Das Bundesverfassungsgericht kappt der früheren NPD die staatliche Finanzierung. Das ist keine einfache Blaupause für den Kampf gegen die AfD, zeigt aber eine neue Möglichkeit auf.
Kommentar zum NPD-UrteilEin Mutmacher im Kampf gegen die AfD
Die vergangenen Tage haben den verzagt gewordenen Demokraten in Deutschland spürbar Mut gemacht. Fast eine Million Menschen auf den Straßen der Republik haben den Rechtsextremisten gezeigt, dass sie eines gewiss nicht sind: „das“ scheinbar uniforme „Volk“, das es in einer vielfältigen Gesellschaft ohnehin nicht gibt.
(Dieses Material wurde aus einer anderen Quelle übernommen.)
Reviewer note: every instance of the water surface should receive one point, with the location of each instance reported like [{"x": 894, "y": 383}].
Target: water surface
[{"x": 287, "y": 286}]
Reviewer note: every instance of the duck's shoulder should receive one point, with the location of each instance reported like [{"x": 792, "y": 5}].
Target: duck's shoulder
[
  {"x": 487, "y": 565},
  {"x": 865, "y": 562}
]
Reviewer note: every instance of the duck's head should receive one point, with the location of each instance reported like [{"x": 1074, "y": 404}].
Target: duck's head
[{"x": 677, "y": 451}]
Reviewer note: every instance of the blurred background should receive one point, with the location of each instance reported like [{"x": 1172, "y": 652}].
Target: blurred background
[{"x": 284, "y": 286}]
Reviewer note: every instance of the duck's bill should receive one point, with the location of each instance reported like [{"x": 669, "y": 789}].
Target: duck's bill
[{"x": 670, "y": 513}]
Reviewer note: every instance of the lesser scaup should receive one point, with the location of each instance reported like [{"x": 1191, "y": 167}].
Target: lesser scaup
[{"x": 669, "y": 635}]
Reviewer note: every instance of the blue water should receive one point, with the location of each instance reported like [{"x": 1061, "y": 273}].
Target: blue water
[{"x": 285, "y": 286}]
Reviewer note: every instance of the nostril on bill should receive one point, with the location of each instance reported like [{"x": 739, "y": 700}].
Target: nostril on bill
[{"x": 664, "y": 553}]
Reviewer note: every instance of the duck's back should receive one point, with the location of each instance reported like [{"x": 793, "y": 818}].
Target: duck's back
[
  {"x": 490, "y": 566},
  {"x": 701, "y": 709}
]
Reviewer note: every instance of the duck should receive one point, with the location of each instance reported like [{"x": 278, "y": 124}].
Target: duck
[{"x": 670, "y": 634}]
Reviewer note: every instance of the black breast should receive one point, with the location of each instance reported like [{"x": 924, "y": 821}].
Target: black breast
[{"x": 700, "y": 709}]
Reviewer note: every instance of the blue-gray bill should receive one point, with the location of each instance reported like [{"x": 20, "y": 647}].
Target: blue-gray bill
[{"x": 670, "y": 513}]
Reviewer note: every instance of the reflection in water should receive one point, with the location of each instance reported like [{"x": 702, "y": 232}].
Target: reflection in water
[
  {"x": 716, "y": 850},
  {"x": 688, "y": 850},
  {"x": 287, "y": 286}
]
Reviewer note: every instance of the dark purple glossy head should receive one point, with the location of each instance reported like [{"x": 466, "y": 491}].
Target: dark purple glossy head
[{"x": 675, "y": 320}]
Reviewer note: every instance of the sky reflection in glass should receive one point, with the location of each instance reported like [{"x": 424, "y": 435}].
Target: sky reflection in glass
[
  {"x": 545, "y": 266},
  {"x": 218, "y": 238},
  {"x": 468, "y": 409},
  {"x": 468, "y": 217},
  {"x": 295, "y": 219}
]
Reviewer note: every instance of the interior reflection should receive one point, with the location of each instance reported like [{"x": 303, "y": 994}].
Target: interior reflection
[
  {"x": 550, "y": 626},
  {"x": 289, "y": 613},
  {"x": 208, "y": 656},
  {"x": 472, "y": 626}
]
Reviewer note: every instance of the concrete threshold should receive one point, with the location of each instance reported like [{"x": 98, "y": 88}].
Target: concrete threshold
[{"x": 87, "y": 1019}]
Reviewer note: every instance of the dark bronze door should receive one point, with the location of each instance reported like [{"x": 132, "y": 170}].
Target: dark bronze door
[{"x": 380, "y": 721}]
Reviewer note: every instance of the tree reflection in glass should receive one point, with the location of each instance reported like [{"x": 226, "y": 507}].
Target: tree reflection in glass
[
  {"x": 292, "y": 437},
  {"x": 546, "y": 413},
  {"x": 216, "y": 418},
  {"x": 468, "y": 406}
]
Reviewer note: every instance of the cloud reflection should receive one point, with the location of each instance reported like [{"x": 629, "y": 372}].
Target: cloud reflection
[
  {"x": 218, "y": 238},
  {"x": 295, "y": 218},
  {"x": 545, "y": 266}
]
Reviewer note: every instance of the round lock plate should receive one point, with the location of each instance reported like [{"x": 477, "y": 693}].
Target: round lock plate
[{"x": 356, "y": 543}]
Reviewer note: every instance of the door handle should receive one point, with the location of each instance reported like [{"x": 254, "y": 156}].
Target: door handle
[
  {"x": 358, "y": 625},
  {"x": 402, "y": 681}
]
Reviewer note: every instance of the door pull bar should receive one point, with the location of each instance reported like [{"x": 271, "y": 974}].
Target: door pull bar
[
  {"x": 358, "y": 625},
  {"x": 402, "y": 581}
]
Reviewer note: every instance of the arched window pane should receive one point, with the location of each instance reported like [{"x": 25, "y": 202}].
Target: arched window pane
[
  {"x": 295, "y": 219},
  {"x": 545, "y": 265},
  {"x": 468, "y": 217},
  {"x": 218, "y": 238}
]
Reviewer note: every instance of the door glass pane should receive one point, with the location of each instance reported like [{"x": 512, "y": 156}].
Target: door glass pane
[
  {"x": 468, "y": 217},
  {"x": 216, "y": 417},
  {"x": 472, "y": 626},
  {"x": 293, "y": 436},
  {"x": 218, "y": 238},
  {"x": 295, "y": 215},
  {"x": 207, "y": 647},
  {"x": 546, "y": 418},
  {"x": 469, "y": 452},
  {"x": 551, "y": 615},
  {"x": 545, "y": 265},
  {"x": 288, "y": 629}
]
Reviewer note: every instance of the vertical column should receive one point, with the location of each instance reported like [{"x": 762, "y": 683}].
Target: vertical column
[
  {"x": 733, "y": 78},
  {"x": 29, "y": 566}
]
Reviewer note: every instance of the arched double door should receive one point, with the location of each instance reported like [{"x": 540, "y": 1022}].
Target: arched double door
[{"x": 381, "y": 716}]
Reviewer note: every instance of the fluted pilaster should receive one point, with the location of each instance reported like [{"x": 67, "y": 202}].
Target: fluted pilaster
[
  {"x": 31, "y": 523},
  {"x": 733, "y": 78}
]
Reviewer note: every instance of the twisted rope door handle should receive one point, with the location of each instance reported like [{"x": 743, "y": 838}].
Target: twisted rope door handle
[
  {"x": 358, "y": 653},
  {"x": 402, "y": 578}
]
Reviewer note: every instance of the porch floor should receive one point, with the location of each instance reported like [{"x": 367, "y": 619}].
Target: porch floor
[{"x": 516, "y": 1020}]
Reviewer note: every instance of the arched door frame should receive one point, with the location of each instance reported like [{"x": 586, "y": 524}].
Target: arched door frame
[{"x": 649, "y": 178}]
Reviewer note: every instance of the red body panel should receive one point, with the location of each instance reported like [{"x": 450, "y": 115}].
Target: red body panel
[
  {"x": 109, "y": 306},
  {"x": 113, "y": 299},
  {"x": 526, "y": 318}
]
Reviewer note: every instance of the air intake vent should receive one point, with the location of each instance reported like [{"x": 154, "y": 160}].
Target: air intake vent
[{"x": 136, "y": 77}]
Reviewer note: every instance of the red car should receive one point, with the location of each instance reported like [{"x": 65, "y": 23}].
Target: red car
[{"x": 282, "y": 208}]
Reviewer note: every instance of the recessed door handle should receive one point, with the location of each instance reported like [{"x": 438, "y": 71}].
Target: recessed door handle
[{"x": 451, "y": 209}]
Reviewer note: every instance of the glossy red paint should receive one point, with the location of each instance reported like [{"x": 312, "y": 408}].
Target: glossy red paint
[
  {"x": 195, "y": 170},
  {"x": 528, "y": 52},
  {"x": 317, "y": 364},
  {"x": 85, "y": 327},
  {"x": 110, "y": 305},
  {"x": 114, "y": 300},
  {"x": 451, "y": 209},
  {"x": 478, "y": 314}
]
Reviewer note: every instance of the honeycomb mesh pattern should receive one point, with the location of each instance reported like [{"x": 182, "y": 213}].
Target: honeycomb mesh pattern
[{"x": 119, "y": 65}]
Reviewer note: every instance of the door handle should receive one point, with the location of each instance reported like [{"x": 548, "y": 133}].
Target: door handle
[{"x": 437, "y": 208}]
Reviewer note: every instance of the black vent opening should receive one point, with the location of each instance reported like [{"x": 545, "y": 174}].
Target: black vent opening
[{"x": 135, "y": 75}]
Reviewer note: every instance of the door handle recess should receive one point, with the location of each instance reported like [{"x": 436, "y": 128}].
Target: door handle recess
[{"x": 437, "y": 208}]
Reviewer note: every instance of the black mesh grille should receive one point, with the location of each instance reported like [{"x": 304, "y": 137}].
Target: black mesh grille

Dies rückt die Verhältnisse gerade und gehorcht der Devise Wolf Biermanns: „Die Ermutiger brauchen auch Ermutigung.“ Nun folgt das Bundesverfassungsgericht mit der erwarteten Entscheidung, der rechtsextremistischen NPD, die sich neuerdings „Die Heimat“ nennt, die staatliche Parteienfinanzierung zu streichen. Es ist ein weiteres Zeichen der Wehrhaftigkeit.
Nein, eine einfache Blaupause für den Kampf gegen die AfD ist dies nicht. Denn die Hürde, um ihr die Förderung des verachteten Staates zu nehmen, wäre im Prinzip gleich hoch: Man müsste der Partei nachweisen, dass sie die zweite deutsche Demokratie gezielt aus den Angeln heben will. Allerdings ist es gut zu wissen, dass es unterhalb der Schwelle des Parteienverbots ein nicht ganz so einschneidendes Instrument gäbe. Man könnte damit auch dem Dilemma begegnen, dass die AfD im Unterschied zur NPD für ein Verbot eben nicht zu klein, sondern im Zweifel schon zu groß ist und zu viele Wähler hat. Die Entscheidung, sie finanziell auszubluten, könnte ein Mittelweg sein – vorausgesetzt, ein entsprechender Antrag würde gestellt und Karlsruhe gäbe ihm statt.
Fest steht jedenfalls eines: Die Anti-AfD-Proteste sind in ihrer Breite so eindrucksvoll und außergewöhnlich, dass die demokratischen Parteien daraus jetzt zwingend etwas machen müssen. Sie dürfen das, was man neudeutsch „Momentum“ nennt, nicht verstreichen lassen.
Ja, ein AfD-Verbot wäre eigentlich angebracht. Denn ihre Vertreter sind demokratisch gewählt. Doch sie sind keine Demokraten. Freilich würde allein die Anfertigung eines Verbotsantrages Monate in Anspruch nehmen. Bis zu einem Urteil würden weitere Monate vergehen. Bis zu den ostdeutschen Landtagswahlen im Herbst 2024 und zur Bundestagswahl 2025 würde das definitiv nichts mehr.
Denkbar wäre indes ein Verbot der Jugendorganisation „Junge Alternative“. Der Verein liefert etwa in Thüringen ein schlagkräftiges Argument. Dort nennt sich die JA (klingt wie SA) „Höckejugend“, analog zur „Hitlerjugend“. Ein Antrag auf Entzug von Grundrechten des thüringischen Partei- und Fraktionsvorsitzenden Björn Höcke wäre zumindest zu prüfen. Es geht schließlich nicht mehr darum, Extremisten durch Argumente von ihrem Weg abzubringen. Es geht um die Macht.
So oder so ist es angebracht, jene offenen Flanken zu schließen, die die Partei nutzen könnte, wenn sie wie in Brandenburg, Thüringen oder Sachsen mehr als ein Drittel der Stimmen bekäme und bei Zersplitterung des übrigen Parteiensystems regierungsfähig würde. In Erfurt wird dies längst konkret. Dort lässt die Landesverfassung bislang die Möglichkeit offen, dass ein Kandidat im dritten Wahlgang mit wenigen Stimmen zum Ministerpräsidenten gewählt würde, wenn es keinen Gegenkandidaten gäbe. Das darf nicht sein. Woran es in Erfurt und leider auch in Berlin fehlt: an der Gemeinsamkeit der Demokraten.
Überhaupt sind die Demonstrationen lediglich eine Momentaufnahme. Der Blick auf die deutschen Radikalisierungsprozesse seit der Flüchtlingskrise und noch mehr der Blick ins Ausland zeigen: Der Angriff auf die Demokratie wird durch ein paar Protestzüge nicht beendet. Wir haben es mit einer Auseinandersetzung zu tun, in der man aufseiten der Demokratiefeinde mit jeder Skrupellosigkeit rechnen muss. Der Kampf dagegen wird Jahre dauern und viel Kraft kosten.